On his attempts to find the green with an eight-iron, Lefty said: "The same club was coming up short. The same club was going long. The wind was varying. And finally the wind stayed about right and I got one on the surface.

"I had one on the fringe. One on the rough. One bounced short back in the water. One bounced over. One flew over. And one ended up ten feet. So with a couple-shot penalty along the way, what is that, 12? Nice.

"I think that the 12th at Augusta is the hardest par-three to make a par. But the 17th here at the TPC is one of the most difficult because there's not a cap on how high you can go.

"Most holes, most every golf hole in all of golf has one side that's a severe penalty and the other side that's open, that's playable. And this is one of the few holes that I can think of that has no bail-out, that has no margin of error, that has no area for recovery. It's an all-or-nothing type shot. Very few holes have that, are like that."

Harrington agrees with Mickelson's assessment, adding that it's "all duck or no dinner.

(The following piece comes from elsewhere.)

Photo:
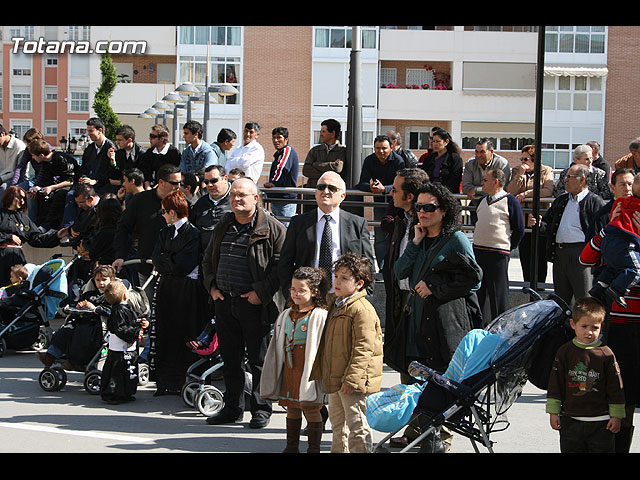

He said: "I think the 13th is a tougher par three but 17 is more intimidating. The issue with 13 and holes like that is that you are more likely, if you don’t hit a good shot, to make bogey.

"But bogey doesn’t come into it on 17, it is double bogey. And you hit it in there once then you have to hit it in there again. The shot doesn’t get any easier.

"So 17 is all duck and no dinner. On the eighth hole , if you miss the green you have a chance of chipping and putting.

"But on 17 if you miss the green you have no chance of chipping and putting. You have to be really good to be able to chip and putt out of the water."

Only one player has made a hole-in-one for par at The Players - Fred Couples dumping his first in the water in 1999 before flying a nine-iron into the hole for a par.

Only Steve Elkington and Fred Funk have made bogey on the hole and gone on to lift the Waterford Crystal trophy awarded to the winner.

Around 150,000 balls end up in the water on the 17th during the course of the 40,000 rounds that are played on the course every year.

The record high - a 66 - was posted 22 years ago by Angelo Spagnolo, a grocery store manager from Fayette City in Pennsylvania, during the "America's Worst Avid Golfer" contest.

Spagnolo, 31, hit 27 balls in the water from the tee box and the drop zone before rules officials finally directed him to putt around the hazard and down the narrow path that leads to the green.

Former PGA Tour Commissioner Deane Beman dubbed the path "Angelo's Alley" after Spagnolo shot 257 to "win" the title.

Quotes on 17

Mark Calcavecchia: "It is like having a 3 o'clock appointment for a root canal. You're thinking about it all morning and you feel bad all day. You kind of know sooner or later you've got to get to it."

Tiger Woods: "When you play 17 on Tuesday and Wednesday, it's a pretty easy hole, a little flip nine-iron, no big deal. You get out there in the tournament, all of a sudden there's a pin location that's tucked in the corner or over a slope, and the green seems to shrink up a little bit.

"You know you've got to step up there and be committed. The hardest thing about that hole is that you need to be committed on the shot and you know you can't really hit a poor shot and get away with it."

Course designer Pete Dye: "I don't think any of us really thought of the 17th hole. It just kind of arrived. We just kept digging. Actually, I think my wife Alice came out one day, looked at the area and said let's just make it an island green."

Superintendent Fred Klauk on the approximate 150,000 balls that are annually hit into the water on 17: "I rode up behind the tee one day and watched a man pull out a dozen new Titleists and promptly hit every one of them in the water. He didn't give it a second thought."